A quel défi majeur le schéma directeur de la région Ile-de-France (Sdrif) en cours de révision doit-il répondre en priorité ?
Le défi majeur, c’est de réorganiser et d’harmoniser ce qui existe afin de réduire les inégalités et d’inverser les processus ségrégatifs à l’œuvre. Ce défi clé est lié à celui de la densification urbaine. Deux exigences fortes ressortent de tous les débats. La première, sociale, concerne l’accès de tous aux grands services urbains collectifs (transports, services de santé, commerces, formation, culture…). Nous ne pouvons la satisfaire que dans les zones où demeure une population suffisamment nombreuse. Dans une configuration d’étalement urbain et d’habitat diffus, le coût est trop lourd pour la collectivité. La seconde exigence, environnementale, vise à préserver tous les espaces ouverts (non construits). Si l’on croise ces deux approches avec l’objectif de construction de 50 000 à 60 000 logements par an, qui devrait être inscrit dans le nouveau Sdrif, on voit bien que la seule solution est celle de l’habitat dense dans les zones déjà urbanisées.
Quelle est votre définition de l’habitat dense ?
Fabriquer de la densité urbaine acceptable par tous exigera de la qualité urbaine. Le défi, c’est de reconstruire des villes non seulement avec un habitat « à visage humain » mais aussi et surtout avec de vrais espaces publics : des rues, des places, des commerces, des activités de services… Pour cela, nous souhaitons favoriser le petit collectif et la maison de ville.
De cette manière, nous fabriquerons de la densité urbaine acceptable par tous. Nous demanderons à des architectes, des urbanistes de travailler sur cette question-là. Nous ferons aussi certainement appel à des artistes, des créateurs… pour nous aider à réinventer un imaginaire urbain. Nous devons redonner l’envie de vivre en ville.

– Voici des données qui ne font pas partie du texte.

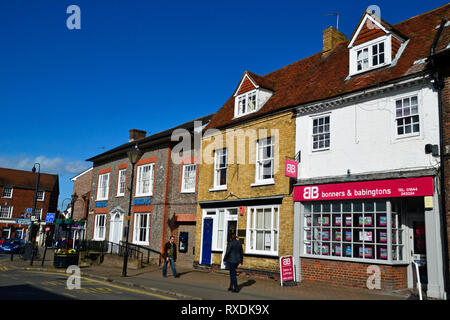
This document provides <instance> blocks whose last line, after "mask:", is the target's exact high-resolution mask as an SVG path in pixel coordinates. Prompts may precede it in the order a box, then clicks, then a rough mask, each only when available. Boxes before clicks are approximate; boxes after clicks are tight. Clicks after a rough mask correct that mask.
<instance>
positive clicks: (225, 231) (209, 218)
mask: <svg viewBox="0 0 450 320" xmlns="http://www.w3.org/2000/svg"><path fill="white" fill-rule="evenodd" d="M200 208H201V213H202V215H201V222H200V226H201V229H200V228H199V229H200V232H201V234H200V237H199V240H200V241H199V243H198V248H199V249H200V250H199V254H198V256H197V257H196V258H197V259H198V260H197V261H196V263H194V264H195V265H198V266H202V267H206V268H220V269H225V268H226V265H225V263H224V261H223V259H224V255H225V252H226V248H227V244H228V241H229V239H230V236H231V234H232V233H235V234H236V235H237V238H238V240H239V241H240V242H241V244H242V247H243V251H244V263H243V264H241V265H239V269H240V270H242V271H244V272H247V273H252V274H253V273H254V274H261V275H270V276H273V277H277V276H279V257H280V256H284V255H288V254H292V232H289V230H292V229H291V228H292V211H293V208H292V197H285V196H273V197H264V198H251V199H239V200H225V201H205V202H200Z"/></svg>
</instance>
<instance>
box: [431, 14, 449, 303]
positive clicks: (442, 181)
mask: <svg viewBox="0 0 450 320" xmlns="http://www.w3.org/2000/svg"><path fill="white" fill-rule="evenodd" d="M446 22H447V19H446V17H444V18H442V21H441V24H440V26H439V29H438V31H437V33H436V36H435V37H434V41H433V44H432V45H431V48H430V56H429V57H428V59H427V60H429V61H430V62H431V72H432V75H431V77H432V79H433V80H434V82H433V86H434V88H435V89H436V90H437V93H438V109H439V140H440V141H439V149H440V154H439V157H440V189H441V194H440V207H441V217H440V218H441V237H442V251H443V252H442V257H443V259H442V260H443V263H442V264H443V269H444V270H443V272H444V290H445V292H446V293H448V292H449V279H448V277H449V273H450V270H449V264H448V259H449V256H448V234H447V220H446V216H447V209H446V201H445V200H446V198H447V193H446V190H445V187H446V185H445V159H444V150H445V145H444V123H443V119H444V110H443V105H442V104H443V103H442V89H443V88H444V81H443V79H442V76H441V74H439V68H438V67H437V63H436V60H435V58H436V54H435V50H436V46H437V43H438V41H439V38H440V36H441V33H442V30H443V29H444V26H445V23H446ZM448 298H449V297H448V296H447V299H448Z"/></svg>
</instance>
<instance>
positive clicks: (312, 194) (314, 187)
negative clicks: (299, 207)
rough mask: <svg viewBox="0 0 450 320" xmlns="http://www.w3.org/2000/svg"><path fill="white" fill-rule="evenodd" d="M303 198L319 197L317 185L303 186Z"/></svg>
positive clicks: (312, 198) (318, 190)
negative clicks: (315, 186) (310, 185)
mask: <svg viewBox="0 0 450 320" xmlns="http://www.w3.org/2000/svg"><path fill="white" fill-rule="evenodd" d="M303 198H304V199H307V200H312V199H317V198H319V187H305V189H304V190H303Z"/></svg>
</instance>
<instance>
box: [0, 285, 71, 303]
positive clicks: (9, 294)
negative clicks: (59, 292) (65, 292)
mask: <svg viewBox="0 0 450 320" xmlns="http://www.w3.org/2000/svg"><path fill="white" fill-rule="evenodd" d="M0 300H74V299H71V298H69V297H66V296H62V295H59V294H55V293H52V292H49V291H46V290H41V289H39V288H36V287H34V286H32V285H28V284H25V285H19V286H6V287H0Z"/></svg>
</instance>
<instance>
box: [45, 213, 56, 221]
mask: <svg viewBox="0 0 450 320" xmlns="http://www.w3.org/2000/svg"><path fill="white" fill-rule="evenodd" d="M54 221H55V214H54V213H50V212H48V213H47V216H46V218H45V222H47V223H53V222H54Z"/></svg>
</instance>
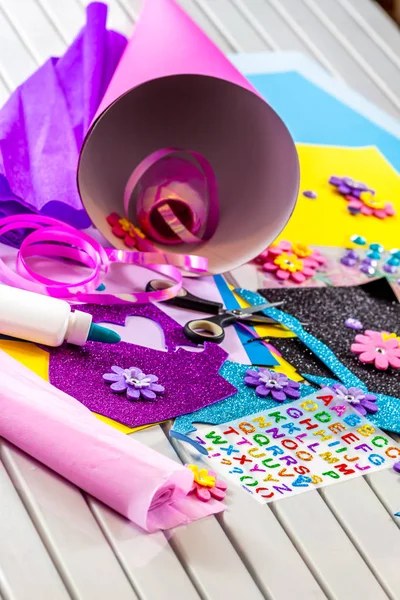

Cela passe par la réhabilitation du mode de vie urbain face à la vision idéalisée de « la petite maison dans la prairie », pas toujours aussi idyllique qu’on l’imagine.
Cette volonté de reconquête de la ville sur la ville était déjà inscrite dans le Sdrif de 1994, mais elle n’a pas vraiment été suivie d’effet. En quoi la situation sera-t-elle différente ?
Nous avons souhaité organiser une concertation la plus large possible, car nous considérons que le Sdrif ne pourra être appliqué que s’il est partagé par tous les acteurs concernés. Par ailleurs, des moyens sont incontestablement nécessaires à la région pour assumer effectivement la responsabilité du schéma directeur. C’est pourquoi nous envisageons un schéma en cinq points : un texte d’orientation, une cartographie, une « boîte à outils », un plan stratégique et une conférence permanente de suivi et d’évaluation. Ces trois derniers volets n’étant pas prévus par la loi, nous ne savons pas si le gouvernement acceptera qu’ils figurent dans le schéma directeur. De toute façon, nous les ferons adopter par l’assemblée plénière.
Quel sera le contenu de cette « boîte à outils » ?
On songe bien sûr à l’Etablissement public foncier régional, dont la création semble aujourd’hui compromise. Dans le domaine financier, nous devons nous poser la question, même si elle est très sensible politiquement, de l’apport des opérateurs privés dans l’aménagement. Les PPP, tels qu’ils sont conçus aujourd’hui, ne constituent sans doute pas une réponse satisfaisante mais peut-être faut-il en inventer d’autres. Nous devrons aussi nous interroger sur l’intérêt de doter la région d’outils opérationnels : SEM d’aménagement régionale ou établissements publics d’aménagement régionaux. La mise en œuvre du Sdrif devra aussi privilégier la contractualisation entre la région et les communes, l’une des façons de convaincre les maires de construire des logements étant peut-être de les aider financièrement.
Préserver les espaces ouverts signifie-t-il que vous n’ouvrirez pas de nouveaux espaces à l’urbanisation ?
Nous souhaitons en effet limiter très fortement l’ouverture de nouveaux espaces à l’urbanisation, l’objectif étant que la zone qui était préservée dans le schéma de 1994 continue à l’être. Notre souci est également d’établir une cartographie assez détaillée de manière à pouvoir délimiter le plus précisément possible les zones non urbanisables. Mais cette question pose quelques difficultés. Nous ne pouvons pas, en effet, empiéter sur les compétences des communes.
Quand le schéma directeur pourrait-il être adopté ?
Il devrait être arrêté par le conseil régional en décembre 2006, puis être transmis à l’Etat. Nous serons alors en pleine campagne présidentielle, le calendrier est donc incertain. Nous espérons cependant une approbation définitive du Sdrif fin 2007.